Christian Gloria, C. G.
25 mai 2017

Dans l’ex-région Lorraine, la grande majorité des fermes bio sont en polyculture élevage, avec une bonne part consacrée aux grandes cultures. Cette association de productions assure un recours minimum aux intrants extérieurs. Exemple à l’EARL de Cytise à Mandres-aux-Quatre-Tours en Meurthe-et-Moselle.

C. Gloria
Tristan Choné, agriculteur sur 140 hectares à Mandres-aux-Quatre-Tours."Tout le travail du grain après récolte est réalisé à la ferme de même que le stockage avant la livraison en direct aux clients."
C. Gloria
Arnaud Bourot, chambre d'agriculture de Meurthe-et-Moselle. "Nous avons connu une forte vague de conversion en bio en 2015 et 2016 avec un doublement des surfaces en deux ans dans notre département. Mais les plafonnements des aides sur 2017 va réduire les projets d'autres conversions."
C. Gloria
Avec l'élevage bovin, il y a un apport de compost pour les cultures contribuant à la bonne fertilité des sols.
C. Gloria
Les lentilles, associées à la capeline ici, font partie des multiples légumineuses de la rotation culturale de l'exploitation.

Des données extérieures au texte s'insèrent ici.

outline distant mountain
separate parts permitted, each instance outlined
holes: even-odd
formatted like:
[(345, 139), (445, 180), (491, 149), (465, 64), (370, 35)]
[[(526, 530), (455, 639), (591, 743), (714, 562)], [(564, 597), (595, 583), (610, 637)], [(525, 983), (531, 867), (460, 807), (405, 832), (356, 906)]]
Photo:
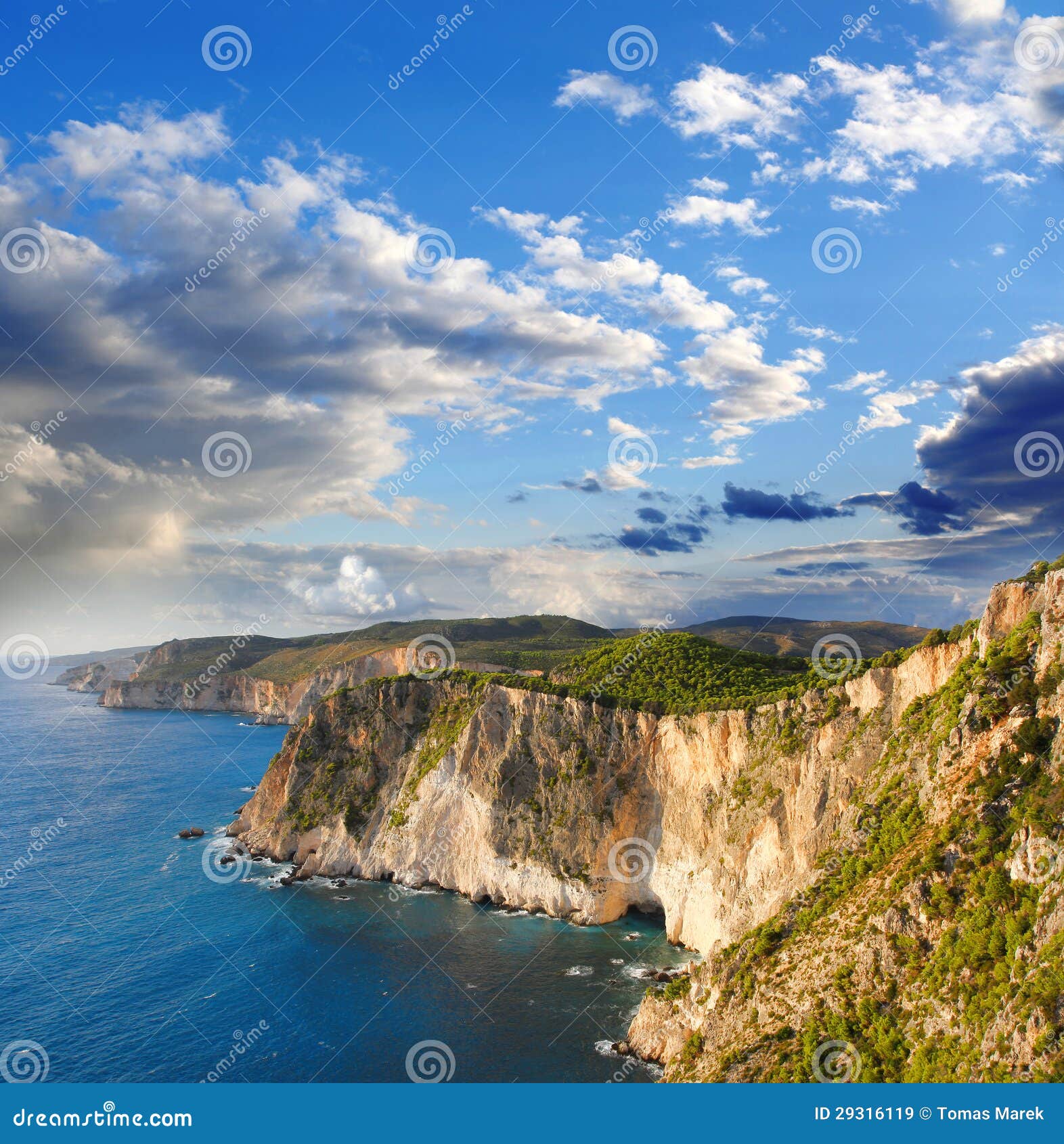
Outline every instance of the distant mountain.
[(53, 667), (82, 667), (86, 664), (111, 664), (118, 659), (136, 659), (151, 651), (154, 644), (140, 648), (112, 648), (110, 651), (86, 651), (78, 656), (53, 656), (48, 662)]
[(811, 656), (823, 636), (845, 635), (856, 641), (865, 659), (884, 651), (911, 648), (928, 634), (927, 628), (881, 620), (795, 620), (787, 615), (726, 615), (683, 629), (705, 636), (725, 648), (756, 651), (764, 656)]

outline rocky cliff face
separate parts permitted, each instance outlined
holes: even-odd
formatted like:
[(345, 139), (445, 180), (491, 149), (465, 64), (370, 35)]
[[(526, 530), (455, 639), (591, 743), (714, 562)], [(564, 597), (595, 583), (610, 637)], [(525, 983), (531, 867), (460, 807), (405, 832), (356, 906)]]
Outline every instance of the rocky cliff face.
[(660, 911), (706, 955), (628, 1034), (668, 1079), (1061, 1079), (1062, 636), (1056, 572), (999, 585), (977, 642), (756, 709), (370, 682), (310, 708), (230, 834), (299, 877)]
[(434, 882), (579, 922), (662, 911), (670, 940), (706, 952), (809, 883), (900, 710), (966, 651), (693, 717), (389, 681), (293, 729), (231, 833), (304, 876)]
[(1064, 1079), (1064, 572), (996, 586), (978, 630), (808, 884), (649, 991), (628, 1042), (667, 1080)]
[[(316, 702), (341, 688), (354, 688), (366, 680), (402, 675), (408, 670), (406, 648), (389, 648), (346, 664), (331, 665), (293, 683), (261, 680), (246, 672), (216, 672), (211, 668), (189, 678), (144, 678), (152, 669), (166, 667), (172, 654), (170, 644), (153, 649), (132, 678), (114, 681), (102, 689), (101, 706), (233, 712), (253, 715), (263, 723), (296, 723)], [(498, 664), (458, 666), (476, 672), (507, 670)]]
[(61, 672), (51, 683), (57, 688), (66, 688), (68, 691), (104, 692), (111, 683), (128, 680), (136, 666), (137, 661), (133, 658), (108, 660), (105, 664), (81, 664)]

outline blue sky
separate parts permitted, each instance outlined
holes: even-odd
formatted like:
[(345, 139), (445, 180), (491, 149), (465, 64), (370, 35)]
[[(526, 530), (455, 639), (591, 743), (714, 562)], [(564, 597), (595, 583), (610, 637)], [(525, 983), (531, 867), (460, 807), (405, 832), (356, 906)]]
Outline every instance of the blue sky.
[(945, 623), (1064, 549), (1053, 14), (72, 0), (0, 35), (5, 633)]

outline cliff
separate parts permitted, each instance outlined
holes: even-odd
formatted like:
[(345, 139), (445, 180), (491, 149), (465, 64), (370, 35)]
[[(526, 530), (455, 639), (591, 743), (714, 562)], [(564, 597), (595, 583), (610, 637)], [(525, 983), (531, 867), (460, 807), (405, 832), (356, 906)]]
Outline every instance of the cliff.
[[(331, 664), (292, 682), (262, 678), (241, 670), (214, 670), (209, 666), (189, 678), (158, 678), (153, 673), (166, 666), (173, 656), (172, 645), (161, 644), (132, 678), (109, 683), (100, 702), (103, 707), (233, 712), (253, 715), (263, 723), (296, 723), (316, 702), (334, 691), (406, 672), (406, 654), (405, 646), (389, 648)], [(458, 666), (470, 670), (507, 670), (497, 664), (460, 662)]]
[(706, 955), (628, 1033), (670, 1080), (851, 1050), (867, 1080), (1059, 1077), (1064, 572), (999, 585), (979, 634), (683, 717), (371, 680), (309, 709), (230, 834), (297, 877), (660, 911)]
[(666, 1080), (1064, 1079), (1064, 572), (998, 585), (978, 633), (809, 884), (648, 992), (628, 1043)]
[(708, 951), (808, 884), (897, 715), (966, 650), (688, 717), (461, 673), (388, 680), (315, 707), (231, 833), (303, 876), (432, 882), (579, 922), (662, 911), (672, 942)]
[(136, 659), (108, 660), (105, 662), (80, 664), (61, 672), (53, 681), (57, 688), (68, 691), (104, 692), (111, 683), (128, 680), (136, 670)]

L’agriculture biologique, Tristan Choné est tombé dedans quand il était petit. « Avec des parents agriculteurs bio depuis 1993, je n’ai quasiment connu que cela comme mode de production dans mon entourage », évoque le jeune agriculteur né en 1990. Hors du contexte familial, Tristan Choné s’est associé à Marc Lavaux sur l’EARL de Cytise, exploitation qui s’est lancée dans la production biologique en 2010. Avec son élevage bovin et ses 90 hectares de cultures arables dont 25 de prairies temporaires, l’exploitation de polyculture élevage est représentative de la Lorraine en agriculture biologique. « Les exploitations bio spécialisées en grandes cultures sont rares dans notre région.